What Should Be Done Now?
Leapfrog offers several recommendations from the findings of the CPOE Evaluation Tool. First, alongside federal investment in technology, and as part of the definition of meaningful use, there needs to be a testing and monitoring component for all technology adoption in hospitals. It seems obvious that systems as complex as CPOE need to be monitored, but until Jane Metzger and her colleagues developed Leapfrog’s CPOE Evaluation Tool there was nothing we know of in the public domain to test any form of health information technology.

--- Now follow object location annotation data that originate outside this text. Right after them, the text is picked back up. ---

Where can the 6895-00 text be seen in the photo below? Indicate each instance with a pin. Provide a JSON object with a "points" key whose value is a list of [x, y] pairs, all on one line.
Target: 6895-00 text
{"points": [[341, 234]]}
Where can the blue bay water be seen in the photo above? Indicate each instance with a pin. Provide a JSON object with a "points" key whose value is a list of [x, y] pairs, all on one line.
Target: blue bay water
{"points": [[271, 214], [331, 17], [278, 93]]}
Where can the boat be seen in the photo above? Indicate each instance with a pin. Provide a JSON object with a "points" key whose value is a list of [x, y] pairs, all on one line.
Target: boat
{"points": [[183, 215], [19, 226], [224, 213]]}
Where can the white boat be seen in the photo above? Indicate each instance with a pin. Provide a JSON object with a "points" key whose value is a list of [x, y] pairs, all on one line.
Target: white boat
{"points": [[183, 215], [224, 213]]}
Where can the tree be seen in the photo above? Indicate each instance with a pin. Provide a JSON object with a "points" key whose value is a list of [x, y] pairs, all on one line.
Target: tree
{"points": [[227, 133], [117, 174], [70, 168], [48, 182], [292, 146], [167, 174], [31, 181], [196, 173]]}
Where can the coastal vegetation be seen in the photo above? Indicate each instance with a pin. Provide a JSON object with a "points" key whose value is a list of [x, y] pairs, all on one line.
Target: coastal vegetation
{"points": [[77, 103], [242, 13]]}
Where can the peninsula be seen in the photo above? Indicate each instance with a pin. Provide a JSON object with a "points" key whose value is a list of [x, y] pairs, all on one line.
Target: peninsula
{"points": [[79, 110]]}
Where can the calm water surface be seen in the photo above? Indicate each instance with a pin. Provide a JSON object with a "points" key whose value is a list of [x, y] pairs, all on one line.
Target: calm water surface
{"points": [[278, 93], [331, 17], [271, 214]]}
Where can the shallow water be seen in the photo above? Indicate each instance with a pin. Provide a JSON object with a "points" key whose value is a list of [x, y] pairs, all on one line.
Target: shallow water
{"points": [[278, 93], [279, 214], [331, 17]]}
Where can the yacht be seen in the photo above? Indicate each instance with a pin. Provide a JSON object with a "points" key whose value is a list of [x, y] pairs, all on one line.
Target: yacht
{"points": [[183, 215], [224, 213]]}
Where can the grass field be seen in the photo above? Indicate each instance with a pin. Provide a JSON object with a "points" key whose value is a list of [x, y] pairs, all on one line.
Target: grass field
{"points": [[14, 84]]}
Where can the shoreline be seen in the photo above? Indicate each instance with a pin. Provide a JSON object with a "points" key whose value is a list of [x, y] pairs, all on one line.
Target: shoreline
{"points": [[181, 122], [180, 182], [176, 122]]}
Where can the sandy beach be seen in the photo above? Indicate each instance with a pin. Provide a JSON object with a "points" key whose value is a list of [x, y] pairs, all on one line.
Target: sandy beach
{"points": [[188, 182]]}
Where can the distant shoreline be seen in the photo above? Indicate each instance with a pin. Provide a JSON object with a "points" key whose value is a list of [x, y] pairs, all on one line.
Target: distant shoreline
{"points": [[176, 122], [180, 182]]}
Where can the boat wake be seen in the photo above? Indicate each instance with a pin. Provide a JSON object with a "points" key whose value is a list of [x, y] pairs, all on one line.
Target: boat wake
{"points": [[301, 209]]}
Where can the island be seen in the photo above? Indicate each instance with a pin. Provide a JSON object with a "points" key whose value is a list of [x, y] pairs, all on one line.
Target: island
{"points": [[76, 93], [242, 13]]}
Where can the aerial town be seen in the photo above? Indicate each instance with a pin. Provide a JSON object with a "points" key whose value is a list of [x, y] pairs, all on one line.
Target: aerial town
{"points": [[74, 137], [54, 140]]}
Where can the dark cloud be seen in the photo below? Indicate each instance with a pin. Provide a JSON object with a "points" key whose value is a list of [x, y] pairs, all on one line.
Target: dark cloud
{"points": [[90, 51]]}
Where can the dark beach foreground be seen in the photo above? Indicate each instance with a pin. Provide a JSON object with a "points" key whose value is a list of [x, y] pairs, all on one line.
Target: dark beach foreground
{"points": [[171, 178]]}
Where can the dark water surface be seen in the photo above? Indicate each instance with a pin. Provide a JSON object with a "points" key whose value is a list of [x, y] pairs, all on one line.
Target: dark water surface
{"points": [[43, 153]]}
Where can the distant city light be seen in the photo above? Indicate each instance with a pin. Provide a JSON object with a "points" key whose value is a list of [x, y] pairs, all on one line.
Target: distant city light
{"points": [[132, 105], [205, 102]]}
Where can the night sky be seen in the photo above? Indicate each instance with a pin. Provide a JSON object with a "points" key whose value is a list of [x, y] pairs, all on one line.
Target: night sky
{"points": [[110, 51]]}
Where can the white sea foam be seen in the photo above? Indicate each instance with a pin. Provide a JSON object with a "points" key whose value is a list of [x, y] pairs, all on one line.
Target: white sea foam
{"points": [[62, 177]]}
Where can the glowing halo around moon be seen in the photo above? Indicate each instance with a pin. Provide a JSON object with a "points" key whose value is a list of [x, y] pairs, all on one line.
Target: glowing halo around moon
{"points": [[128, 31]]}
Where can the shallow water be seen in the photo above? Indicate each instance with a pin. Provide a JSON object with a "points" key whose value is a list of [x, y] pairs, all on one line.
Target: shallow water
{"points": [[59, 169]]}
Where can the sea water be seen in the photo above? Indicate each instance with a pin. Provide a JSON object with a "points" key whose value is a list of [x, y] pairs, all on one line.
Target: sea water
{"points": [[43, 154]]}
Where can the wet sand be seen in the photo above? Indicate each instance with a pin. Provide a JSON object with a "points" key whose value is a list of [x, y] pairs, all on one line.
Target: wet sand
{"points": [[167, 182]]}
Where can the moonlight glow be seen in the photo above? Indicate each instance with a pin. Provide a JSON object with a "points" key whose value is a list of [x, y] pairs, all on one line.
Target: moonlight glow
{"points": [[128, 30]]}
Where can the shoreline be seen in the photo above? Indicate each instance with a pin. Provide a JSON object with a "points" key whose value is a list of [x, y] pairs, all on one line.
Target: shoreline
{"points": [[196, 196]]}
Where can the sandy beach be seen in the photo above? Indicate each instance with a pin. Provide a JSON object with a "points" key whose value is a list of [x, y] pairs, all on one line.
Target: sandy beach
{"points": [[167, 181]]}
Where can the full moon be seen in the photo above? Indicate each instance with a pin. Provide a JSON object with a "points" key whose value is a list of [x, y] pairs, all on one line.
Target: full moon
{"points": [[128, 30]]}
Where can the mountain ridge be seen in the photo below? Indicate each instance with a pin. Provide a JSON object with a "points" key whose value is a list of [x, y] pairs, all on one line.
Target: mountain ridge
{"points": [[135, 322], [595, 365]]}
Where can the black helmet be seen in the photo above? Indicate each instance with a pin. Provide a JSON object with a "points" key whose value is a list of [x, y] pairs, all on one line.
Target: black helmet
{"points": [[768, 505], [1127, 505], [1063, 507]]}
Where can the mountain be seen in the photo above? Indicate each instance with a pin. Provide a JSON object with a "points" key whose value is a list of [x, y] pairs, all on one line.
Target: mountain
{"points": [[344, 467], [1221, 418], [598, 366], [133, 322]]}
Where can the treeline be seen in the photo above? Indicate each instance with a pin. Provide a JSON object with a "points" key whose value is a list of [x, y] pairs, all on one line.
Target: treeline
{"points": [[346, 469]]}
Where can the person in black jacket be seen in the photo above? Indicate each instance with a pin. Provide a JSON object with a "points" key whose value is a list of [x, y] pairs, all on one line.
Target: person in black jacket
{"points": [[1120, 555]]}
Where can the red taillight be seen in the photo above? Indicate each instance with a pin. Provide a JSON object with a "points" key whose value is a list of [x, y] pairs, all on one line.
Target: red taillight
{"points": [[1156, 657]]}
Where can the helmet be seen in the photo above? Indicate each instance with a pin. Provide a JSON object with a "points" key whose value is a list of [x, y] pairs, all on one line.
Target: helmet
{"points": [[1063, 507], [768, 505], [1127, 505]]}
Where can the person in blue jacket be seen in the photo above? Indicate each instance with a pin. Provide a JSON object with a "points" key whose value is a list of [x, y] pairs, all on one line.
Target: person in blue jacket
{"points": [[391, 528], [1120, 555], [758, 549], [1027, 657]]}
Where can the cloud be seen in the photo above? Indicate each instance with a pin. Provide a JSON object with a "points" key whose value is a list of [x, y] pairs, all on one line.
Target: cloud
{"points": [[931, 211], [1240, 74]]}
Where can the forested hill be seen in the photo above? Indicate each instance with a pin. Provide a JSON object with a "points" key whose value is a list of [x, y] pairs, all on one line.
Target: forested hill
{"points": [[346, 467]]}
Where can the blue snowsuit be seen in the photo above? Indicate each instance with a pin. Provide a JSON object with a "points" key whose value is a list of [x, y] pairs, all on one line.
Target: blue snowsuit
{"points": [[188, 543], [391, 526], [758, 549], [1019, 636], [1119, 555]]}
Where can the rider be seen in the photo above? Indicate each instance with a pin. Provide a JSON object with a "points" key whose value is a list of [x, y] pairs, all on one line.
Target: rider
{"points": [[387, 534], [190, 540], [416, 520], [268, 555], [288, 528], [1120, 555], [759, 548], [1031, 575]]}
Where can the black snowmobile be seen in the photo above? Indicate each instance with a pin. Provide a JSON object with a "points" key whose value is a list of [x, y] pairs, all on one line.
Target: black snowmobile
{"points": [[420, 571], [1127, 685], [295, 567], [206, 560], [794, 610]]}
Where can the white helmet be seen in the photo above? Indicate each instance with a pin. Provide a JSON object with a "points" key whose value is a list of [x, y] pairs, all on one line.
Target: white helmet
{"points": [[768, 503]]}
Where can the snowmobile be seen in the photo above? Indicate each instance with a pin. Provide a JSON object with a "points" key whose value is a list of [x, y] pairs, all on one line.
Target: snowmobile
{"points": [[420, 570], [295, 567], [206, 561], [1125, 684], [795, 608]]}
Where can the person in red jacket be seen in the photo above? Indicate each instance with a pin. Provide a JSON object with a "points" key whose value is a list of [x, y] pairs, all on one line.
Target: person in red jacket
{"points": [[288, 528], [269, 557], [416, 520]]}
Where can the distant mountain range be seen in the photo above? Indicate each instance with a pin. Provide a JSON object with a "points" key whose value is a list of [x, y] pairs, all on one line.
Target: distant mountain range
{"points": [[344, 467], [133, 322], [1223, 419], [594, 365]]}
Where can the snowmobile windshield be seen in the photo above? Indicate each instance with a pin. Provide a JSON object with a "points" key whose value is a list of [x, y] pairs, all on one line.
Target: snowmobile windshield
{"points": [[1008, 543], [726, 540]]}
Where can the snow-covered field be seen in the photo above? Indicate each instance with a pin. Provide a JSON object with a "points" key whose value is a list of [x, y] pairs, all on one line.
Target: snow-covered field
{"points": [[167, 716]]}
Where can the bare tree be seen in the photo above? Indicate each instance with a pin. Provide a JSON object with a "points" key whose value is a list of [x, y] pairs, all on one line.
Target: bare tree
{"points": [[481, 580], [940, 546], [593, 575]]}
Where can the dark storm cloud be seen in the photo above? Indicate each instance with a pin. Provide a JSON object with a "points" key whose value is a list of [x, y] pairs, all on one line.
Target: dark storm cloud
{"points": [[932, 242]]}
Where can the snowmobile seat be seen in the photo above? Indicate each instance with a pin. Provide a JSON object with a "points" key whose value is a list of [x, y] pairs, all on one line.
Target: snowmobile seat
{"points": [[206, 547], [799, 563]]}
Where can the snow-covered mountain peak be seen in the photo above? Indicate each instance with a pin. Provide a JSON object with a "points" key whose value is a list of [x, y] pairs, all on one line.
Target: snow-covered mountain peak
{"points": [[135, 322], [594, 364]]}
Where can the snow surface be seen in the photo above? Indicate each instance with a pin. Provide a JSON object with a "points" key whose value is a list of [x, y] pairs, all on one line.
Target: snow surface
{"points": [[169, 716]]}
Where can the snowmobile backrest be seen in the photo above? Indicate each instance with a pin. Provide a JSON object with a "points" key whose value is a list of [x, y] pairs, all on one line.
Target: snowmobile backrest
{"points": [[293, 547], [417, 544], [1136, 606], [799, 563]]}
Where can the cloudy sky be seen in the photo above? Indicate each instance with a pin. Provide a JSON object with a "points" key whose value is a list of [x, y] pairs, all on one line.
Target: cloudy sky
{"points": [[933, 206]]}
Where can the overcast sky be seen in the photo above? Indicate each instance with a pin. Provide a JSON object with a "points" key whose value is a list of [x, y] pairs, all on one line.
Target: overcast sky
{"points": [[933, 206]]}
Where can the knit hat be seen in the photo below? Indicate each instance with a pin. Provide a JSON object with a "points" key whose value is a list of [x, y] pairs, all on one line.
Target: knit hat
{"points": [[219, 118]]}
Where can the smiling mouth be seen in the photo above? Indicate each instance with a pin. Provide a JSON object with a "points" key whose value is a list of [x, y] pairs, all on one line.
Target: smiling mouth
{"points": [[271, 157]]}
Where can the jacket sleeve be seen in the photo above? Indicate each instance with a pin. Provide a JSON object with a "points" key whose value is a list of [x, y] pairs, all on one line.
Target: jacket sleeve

Second, we must find a way to share information transparently about best practices for adoption of health information technology in hospitals. Technology systems are not plug and play; they require thoughtful engagement of all stakeholders in the hospital system. Currently hospitals aiming to invest in CPOE or other HIT systems rely on their vendor to map a process for adoption, or invent their own process. This is not always efficient and results in performance variation that the study by Metzger and coauthors describes. Leapfrog is collaborating with HIMSS to formulate a set of best practices and disseminate them publicly.
Third and most importantly, Leapfrog and our purchaser members continue to hold hospitals accountable for adopting CPOE. The evidence that CPOE saves lives and prevents the most common adverse event in hospitals—a medication error—remains abundant and urgent. CPOE systems can reduce the number of adverse drug events by up to 88 percent, preventing three million serious medication errors in the U.S. each year, saving billions of dollars and alleviating significant human suffering.
I saw that on my hospital tour. On the one hand, nurses’ index cards masked fundamental problems in the adoption of CPOE, and Leapfrog test results are discouraging. But on the other hand, when there is a code at that hospital, clinicians use technology that any patient would hope for and expect when his or her life is at stake. Over time, the hospital will figure out how to eliminate the index cards and improve its performance on Leapfrog’s test. The lifesaving potential is worth the trouble.
As medicine grows ever more complex, it will not be adequate to rely on the individual memories of each and every clinician to ensure that a plethora of medication errors are avoided. We will need to rely on advancing technology to support clinicians, and we will need to improve on the performance of that technology over time. Leapfrog thanks the developers of the CPOE Evaluation Tool, Jane Metzger, Emily Welebob, David Bates, Stuart Lipsitz, and David Classen, for their vision and excellent research. Thanks to their pioneering work, we can pursue the best possible use of emerging health information.